PANORAMA 3 (NCT02654990) was a randomized, open-label, international, multicenter phase 2 study conducted in compliance with the Declaration of Helsinki. Eligible patients were ≥18 years old with 1‒4 prior lines of therapy, including an IMiD. Patients refractory to bortezomib were excluded. Patients were randomized 1:1:1 to Pano 20 mg three times weekly (TIW; the currently approved dosing regimen; Days 1, 3, 5, 8, 10, 12), Pano 20 mg twice weekly (BIW; Days 1, 4, 8, 11), or Pano 10 mg TIW (Days 1, 3, 5, 8, 10, 12), all administered in 21-day cycles. Randomization was stratified by number of prior treatment lines (1 vs 2 vs 3 or 4) and by age at screening (≤75 vs >75 years). For Cycles 1–4, all patients ≤75 years old received s.c. bortezomib 1.3 mg/m² BIW (Days 1, 4, 8, 11) and oral dexamethasone 20 mg (Days 1, 2, 4, 5, 8, 9, 11, 12). Patients aged ≤75 years from Cycle 5 onwards, and patients >75 years for all cycles, received bortezomib 1.3 mg/m² weekly (Days 1 and 8) and dexamethasone 20 mg on Days 1, 2, 8, and 9. Patients were treated until progressive disease or death, or until discontinuation due to toxicity or withdrawal of consent. The primary endpoint was overall response rate (ORR; IMWG 2011 criteria) after up to 8 treatment cycles by Independent Review Committee assessment. Secondary endpoints included best response, time to response (TTR), duration of response (DOR) and safety.

Results

In total, 248 patients were randomized (Pano: 20 mg TIW, N=82; 20 mg BIW, N=83; 10 mg TIW, N=83) and 241 patients received treatment (Pano: 20 mg TIW, N=79; 20 mg BIW, N=82; 10 mg TIW, N=80). Mean (SD) age was 65 (9) years; 55% of patients were male. Overall, patients had a median (range) time since diagnosis of 49 months (7‒242) and a median (range) of 2 (1–4) prior lines of therapy; 17% and 2% of patients were refractory to lenalidomide and pomalidomide, respectively. In total, 68% of patients had relapsed and 32% had relapsed/refractory disease. High-risk molecular findings were present in 15% of patients, with either del(17p) or t (4;14) at screening by fluorescence in situ hybridization. For the Pano 20 mg TIW, 20 mg BIW, and 10 mg TIW arms, respectively, median (range) number of treatment cycles completed was 9 (1; 50), 8 (1; 40) and 7 (1; 39); ORR (95% CI) after up to 8 treatment cycles was 62% (51; 73), 65% (54; 75), and 51% (39; 62); median TTR was 1, 2, and 3 months, with a median (95% CI) DOR of 22 (14, not estimable), 12 (9, 21), and 11 (6, 14.5) months. Best responses are presented in Table 1. In the Pano 20 mg TIW, 20 mg BIW, and 10 mg TIW arms, respectively, treatment-related AEs Grade ≥3 were reported in 78%, 72%, and 54% of patients; serious AEs were reported in 54%, 48%, and 44% of patients; and discontinuations due to AEs occurred in 29.5%, 28%, and 15% of patients, respectively. Most common treatment-emergent AEs (≥20% patients) are presented in Table 2. Grade ≥3 diarrhea occurred in 11.5%, 10%, and 5% of patients, respectively.

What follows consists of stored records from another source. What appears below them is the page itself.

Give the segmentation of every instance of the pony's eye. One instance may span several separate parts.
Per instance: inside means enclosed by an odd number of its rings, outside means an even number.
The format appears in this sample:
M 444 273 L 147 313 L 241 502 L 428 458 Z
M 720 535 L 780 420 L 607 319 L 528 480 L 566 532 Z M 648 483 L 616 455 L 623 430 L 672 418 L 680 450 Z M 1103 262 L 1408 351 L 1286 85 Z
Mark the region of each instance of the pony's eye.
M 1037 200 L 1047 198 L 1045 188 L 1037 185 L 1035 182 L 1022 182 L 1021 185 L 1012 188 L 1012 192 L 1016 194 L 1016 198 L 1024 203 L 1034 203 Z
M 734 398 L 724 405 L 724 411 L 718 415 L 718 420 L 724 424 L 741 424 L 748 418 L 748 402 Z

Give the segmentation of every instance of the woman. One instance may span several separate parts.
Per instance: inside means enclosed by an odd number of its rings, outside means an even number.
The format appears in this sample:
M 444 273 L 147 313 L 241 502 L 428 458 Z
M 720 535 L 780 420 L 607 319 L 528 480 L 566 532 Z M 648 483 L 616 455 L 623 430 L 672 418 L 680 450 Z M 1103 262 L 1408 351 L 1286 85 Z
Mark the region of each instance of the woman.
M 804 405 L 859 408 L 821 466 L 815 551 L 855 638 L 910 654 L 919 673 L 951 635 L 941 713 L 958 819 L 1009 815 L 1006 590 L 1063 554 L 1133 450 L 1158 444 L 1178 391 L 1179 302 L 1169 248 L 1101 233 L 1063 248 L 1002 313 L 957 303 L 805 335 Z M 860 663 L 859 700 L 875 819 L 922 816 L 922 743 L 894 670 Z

There were 14 (6%) on-treatment deaths during the study (20 mg TIW, n=5; 20 mg BIW, n=3; 10 mg TIW, n=6), with none causally related to therapy and with 12 of 14 directly attributable to progressive disease.

Conclusion

In patients with RRMM, the 20 mg TIW and 20 mg BIW dosing regimens provided favorable outcomes, with most durable and deepest responses observed in the 20 mg TIW arm. The rate of AEs, including diarrhea, with Pano 20 mg TIW was lower than those observed with the same dosing regimen in PANORAMA 1, suggesting s.c. administration of bortezomib improves tolerability compared with i.v. administration. Moreover, all three regimens of FVd proved generally manageable; Pano 20 mg TIW had greatest efficacy, while 10mg TIW proved best tolerated.